2. Crédito trava a fundo
Os bancos precisam dos depósitos para financiarem a sua atividade, nomeadamente a concessão de crédito à economia. Mas também nesta frente as perspetivas não são as mais positivas, já que a procura está a abrandar, o que não são boas notícias para os depositantes. Os últimos dados do Banco de Portugal revelam que os empréstimos às empresas e famílias estão a travar há vários meses, de uma forma mais intensa do que se passa na Zona Euro.
Resumindo: se os bancos estão a conceder menos crédito e preveem um abrandamento da procura nos próximos meses, também se sentirão menos pressionados na parte dos depósitos. “Essa é uma justificação relevante”, explica Filipe Garcia, economista e presidente da IMF – Informação de Mercados Financeiros.
Empréstimos abrandam
“O custo é, sem dúvida, um efeito dissuasor da procura de crédito”, refere Filipe Garcia. “A falta de confiança das empresas relacionada com a possibilidade de uma desaceleração da atividade e a boa capitalização de muitas delas levam a que se procure menos crédito”, acrescenta.
Para Mário Trinca, é natural que, num contexto de grande volatilidade, “os agentes económicos tenham uma maior precaução sobre as suas decisões de consumo e investimento”.

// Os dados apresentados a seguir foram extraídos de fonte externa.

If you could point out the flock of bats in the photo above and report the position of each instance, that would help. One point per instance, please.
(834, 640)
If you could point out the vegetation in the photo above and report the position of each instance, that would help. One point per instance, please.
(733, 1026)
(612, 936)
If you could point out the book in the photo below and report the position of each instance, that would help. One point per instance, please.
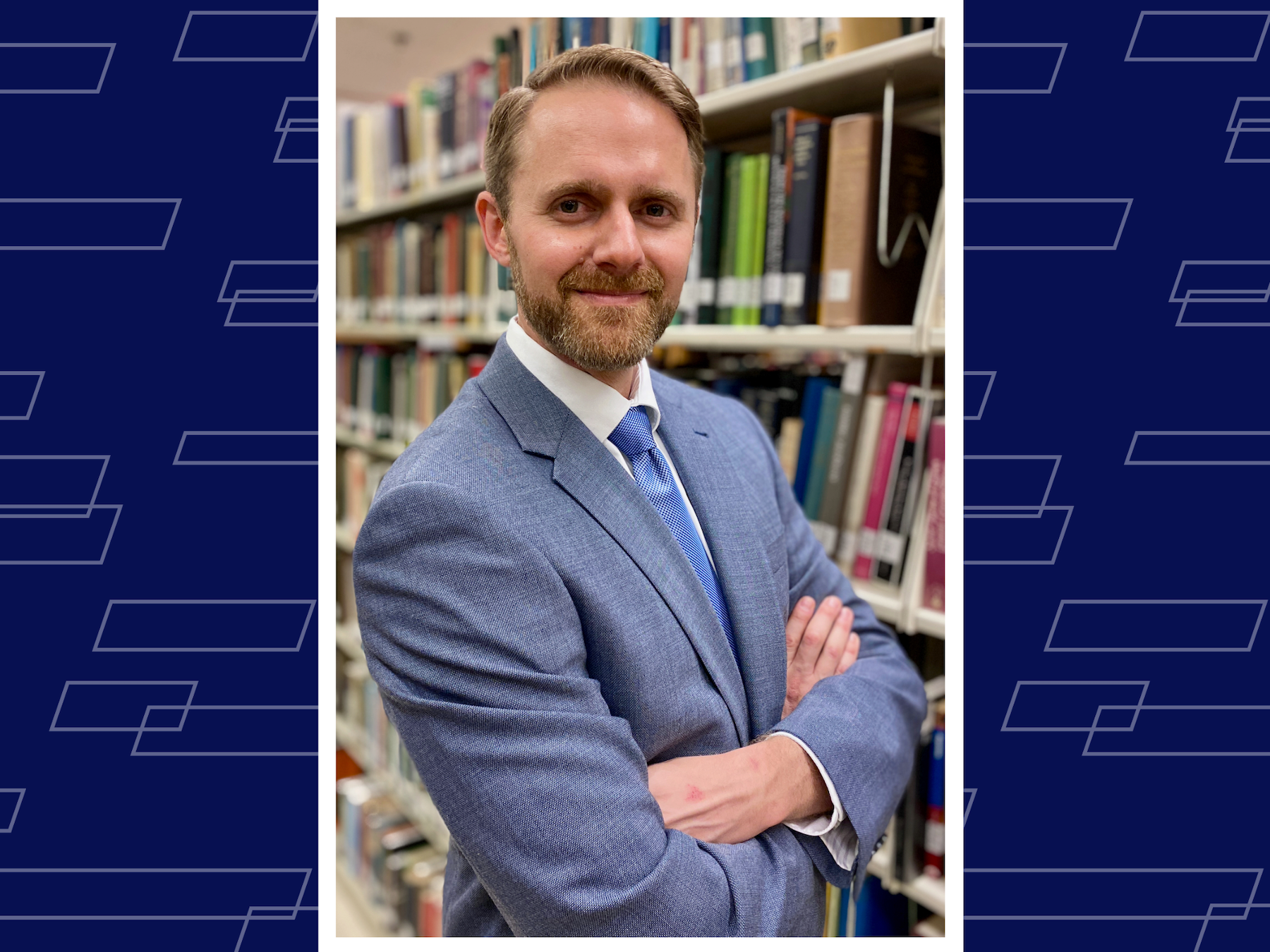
(857, 288)
(826, 423)
(933, 587)
(861, 472)
(812, 393)
(806, 222)
(879, 480)
(758, 47)
(933, 839)
(711, 202)
(837, 465)
(733, 50)
(889, 542)
(725, 287)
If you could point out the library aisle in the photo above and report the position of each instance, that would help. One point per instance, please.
(814, 296)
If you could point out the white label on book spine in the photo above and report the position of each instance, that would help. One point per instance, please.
(795, 285)
(854, 377)
(774, 288)
(838, 285)
(756, 47)
(727, 292)
(890, 547)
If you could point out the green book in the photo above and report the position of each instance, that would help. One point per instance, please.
(725, 290)
(826, 425)
(711, 198)
(758, 244)
(743, 252)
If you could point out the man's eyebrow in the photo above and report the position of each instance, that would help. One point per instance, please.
(591, 187)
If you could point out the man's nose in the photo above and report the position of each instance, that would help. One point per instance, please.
(617, 243)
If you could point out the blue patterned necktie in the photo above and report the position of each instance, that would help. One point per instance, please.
(634, 437)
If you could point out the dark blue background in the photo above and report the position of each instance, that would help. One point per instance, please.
(1086, 352)
(136, 353)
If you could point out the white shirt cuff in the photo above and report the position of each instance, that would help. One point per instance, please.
(833, 828)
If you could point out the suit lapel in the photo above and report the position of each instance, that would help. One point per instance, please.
(730, 520)
(590, 474)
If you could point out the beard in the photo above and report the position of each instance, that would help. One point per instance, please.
(597, 338)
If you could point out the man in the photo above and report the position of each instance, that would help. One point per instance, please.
(572, 587)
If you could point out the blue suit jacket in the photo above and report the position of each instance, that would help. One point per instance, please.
(539, 639)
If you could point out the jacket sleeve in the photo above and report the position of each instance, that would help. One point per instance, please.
(863, 724)
(479, 654)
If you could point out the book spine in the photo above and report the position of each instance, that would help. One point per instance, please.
(844, 442)
(827, 420)
(808, 158)
(733, 52)
(725, 290)
(850, 260)
(774, 258)
(756, 47)
(892, 537)
(711, 202)
(812, 393)
(883, 460)
(933, 587)
(715, 39)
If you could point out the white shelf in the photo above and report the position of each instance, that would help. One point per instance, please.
(895, 339)
(382, 448)
(837, 87)
(447, 195)
(412, 801)
(349, 640)
(845, 84)
(924, 889)
(343, 539)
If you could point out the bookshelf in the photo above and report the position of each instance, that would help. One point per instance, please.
(855, 82)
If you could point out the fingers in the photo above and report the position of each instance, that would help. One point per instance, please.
(797, 625)
(816, 635)
(835, 645)
(850, 655)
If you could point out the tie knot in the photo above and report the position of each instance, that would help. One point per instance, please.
(634, 434)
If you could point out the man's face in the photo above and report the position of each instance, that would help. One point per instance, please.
(603, 209)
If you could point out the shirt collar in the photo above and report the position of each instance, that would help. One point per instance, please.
(597, 405)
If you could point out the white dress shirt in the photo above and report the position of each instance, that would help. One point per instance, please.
(601, 409)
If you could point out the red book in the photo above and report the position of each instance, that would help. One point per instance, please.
(895, 393)
(933, 590)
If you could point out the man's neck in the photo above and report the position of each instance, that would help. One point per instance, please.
(622, 381)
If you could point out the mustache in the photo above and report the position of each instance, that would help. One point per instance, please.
(586, 279)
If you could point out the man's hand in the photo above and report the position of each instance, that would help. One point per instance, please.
(818, 642)
(732, 798)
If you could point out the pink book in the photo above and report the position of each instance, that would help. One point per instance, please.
(887, 437)
(933, 590)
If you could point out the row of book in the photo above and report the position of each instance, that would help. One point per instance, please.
(428, 271)
(785, 236)
(399, 872)
(394, 393)
(860, 442)
(790, 235)
(863, 447)
(436, 131)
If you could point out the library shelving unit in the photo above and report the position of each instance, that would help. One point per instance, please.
(914, 65)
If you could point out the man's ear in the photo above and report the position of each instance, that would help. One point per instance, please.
(493, 228)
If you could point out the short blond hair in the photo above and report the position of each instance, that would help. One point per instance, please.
(628, 69)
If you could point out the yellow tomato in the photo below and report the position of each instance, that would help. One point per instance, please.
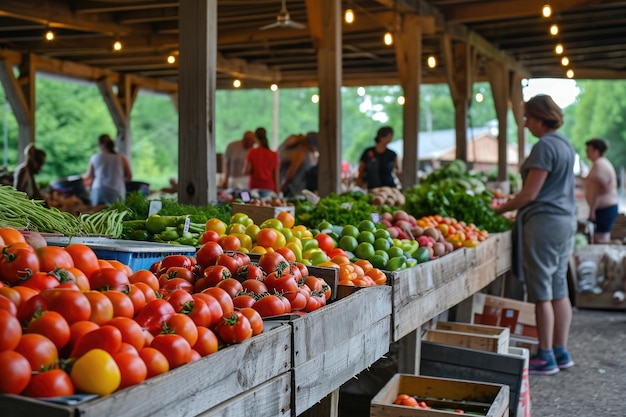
(96, 373)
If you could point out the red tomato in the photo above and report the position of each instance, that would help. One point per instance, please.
(211, 276)
(122, 304)
(178, 299)
(254, 286)
(249, 272)
(52, 325)
(184, 326)
(213, 305)
(269, 305)
(15, 370)
(199, 312)
(131, 331)
(154, 314)
(84, 258)
(255, 319)
(101, 307)
(52, 257)
(234, 328)
(269, 261)
(174, 347)
(107, 338)
(38, 350)
(10, 331)
(207, 342)
(133, 369)
(108, 279)
(231, 286)
(225, 300)
(52, 383)
(243, 300)
(145, 276)
(156, 362)
(16, 264)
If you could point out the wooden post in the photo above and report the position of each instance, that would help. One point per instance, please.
(197, 66)
(460, 68)
(326, 36)
(408, 46)
(500, 88)
(21, 96)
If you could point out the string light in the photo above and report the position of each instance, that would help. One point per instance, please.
(554, 30)
(388, 38)
(558, 49)
(349, 16)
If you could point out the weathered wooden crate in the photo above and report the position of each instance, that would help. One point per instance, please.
(504, 252)
(261, 213)
(472, 336)
(451, 394)
(336, 342)
(444, 361)
(190, 389)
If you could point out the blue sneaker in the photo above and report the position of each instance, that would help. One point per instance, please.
(564, 361)
(540, 366)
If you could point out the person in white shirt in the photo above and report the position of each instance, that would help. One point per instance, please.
(108, 173)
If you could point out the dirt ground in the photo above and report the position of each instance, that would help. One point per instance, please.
(596, 385)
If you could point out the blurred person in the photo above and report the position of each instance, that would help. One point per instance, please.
(234, 159)
(601, 191)
(108, 173)
(24, 177)
(302, 166)
(379, 164)
(261, 165)
(543, 234)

3. Rácio com pouca transformação
A evolução dos depósitos e do crédito deixa os bancos relativamente confortáveis quanto às condições comerciais que oferecem aos seus depositantes, pois não estão tão dependentes deles como estavam na anterior crise financeira.

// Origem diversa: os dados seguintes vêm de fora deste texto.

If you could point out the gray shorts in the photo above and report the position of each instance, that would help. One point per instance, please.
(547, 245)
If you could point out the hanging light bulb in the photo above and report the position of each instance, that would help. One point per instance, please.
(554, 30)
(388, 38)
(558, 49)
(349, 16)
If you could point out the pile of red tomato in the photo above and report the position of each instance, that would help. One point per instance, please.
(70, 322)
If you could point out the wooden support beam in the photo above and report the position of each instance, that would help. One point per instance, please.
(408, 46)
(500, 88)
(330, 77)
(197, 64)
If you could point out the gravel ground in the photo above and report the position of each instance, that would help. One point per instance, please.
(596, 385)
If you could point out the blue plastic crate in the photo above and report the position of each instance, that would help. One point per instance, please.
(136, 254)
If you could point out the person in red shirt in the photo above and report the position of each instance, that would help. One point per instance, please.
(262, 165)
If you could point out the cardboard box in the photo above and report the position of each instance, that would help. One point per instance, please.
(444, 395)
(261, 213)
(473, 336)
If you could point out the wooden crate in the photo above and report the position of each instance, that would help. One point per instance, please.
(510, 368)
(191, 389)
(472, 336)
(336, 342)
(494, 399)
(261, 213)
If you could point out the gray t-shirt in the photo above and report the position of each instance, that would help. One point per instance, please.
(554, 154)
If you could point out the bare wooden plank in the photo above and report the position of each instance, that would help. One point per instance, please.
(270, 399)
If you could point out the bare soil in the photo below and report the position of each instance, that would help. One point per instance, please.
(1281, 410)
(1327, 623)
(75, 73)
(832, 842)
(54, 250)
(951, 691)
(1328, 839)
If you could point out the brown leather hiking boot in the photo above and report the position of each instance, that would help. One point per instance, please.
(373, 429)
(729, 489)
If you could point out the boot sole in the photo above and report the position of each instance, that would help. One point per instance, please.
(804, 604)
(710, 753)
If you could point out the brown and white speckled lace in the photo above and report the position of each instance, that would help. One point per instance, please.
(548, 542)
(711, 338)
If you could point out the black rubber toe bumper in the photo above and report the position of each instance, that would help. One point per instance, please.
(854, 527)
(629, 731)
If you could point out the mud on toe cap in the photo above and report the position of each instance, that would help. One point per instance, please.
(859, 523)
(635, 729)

No final do ano passado, o rácio de transformação de depósitos em crédito situava-se à volta dos 80%. Isto significa que por cada 100 euros de depósitos, 80 euros tinham sido emprestados.
A fuga de depósitos registada no primeiro trimestre terá aumentado o rácio, mas os bancos já contiveram as saídas e também não perspetivam que venham a emprestar muito dinheiro.
Caixa com rácio mais baixo
o final do primeiro trimestre, a Caixa Geral de Depósitos (CGD) era quem registava o rácio de transformação mais baixo, a rondar os 63%. Por esta perspetiva, o banco público é o que está menos pressionado a subir os juros dos depósitos, isto apesar de muitos, incluindo políticos, esperarem que seja quem promova maior concorrência.
4. Liquidez no dobro
Para fazer face a fugas de depósitos, os bancos têm de cumprir um rácio de cobertura de liquidez de pelo menos 100%. Ou seja, isto implica que tenham ativos líquidos e não onerados que possam ser facilmente vendidos nos mercados com pouca ou nenhuma perda de valor e suficientes para suportar um período de stress de 30 dias.
Em Portugal, esse rácio é cumprido de forma muito confortável pelos bancos portugueses, na ordem dos 240%. O que significa que tinham ativos líquidos para dois meses e meios de saídas.
Bancos líquidos
A verdade é que este rácio incluía cerca de 15 mil milhões de euros em operações de TLTRO – empréstimos baratos do BCE, sete mil milhões dos quais vencem este mês. “A evolução das taxas de juro dos depósitos dependerá diretamente dos níveis de liquidez dos bancos portugueses, que têm sido elevados”, aponta o responsável da Alvarez e Marsal.
5. Juros perto de atingir pico
O BCE está cada vez mais perto da taxa terminal, depois da subida vertiginosa que empreendeu no último ano. Também as taxas do mercado se aproximam do pico e já se perspetiva um alívio a partir do final do ano, como mostram os futuros para a evolução das Euribor.
Ou seja, uma boa parte da normalização da política monetária está realizada e a inflação começa a dar sinais de alívio. Não sabendo o que o futuro reserva, as perspetivas atuais não favorecem um acelerar dos juros dos depósitos. Deverão continuar a aumentar, mas de uma forma lenta, antecipa Filipe Garcia, mas sobretudo por causa da pressão pública que tem sido exercida sobre a banca.
Subida das Euribor perto do fim
Mário Trinca aponta ainda como fatores para esta situação a inércia e a falta de literacia financeira, que “se reflete na falta de alternativas para a aplicação das poupanças” e mantêm os depósitos como “rei absoluto.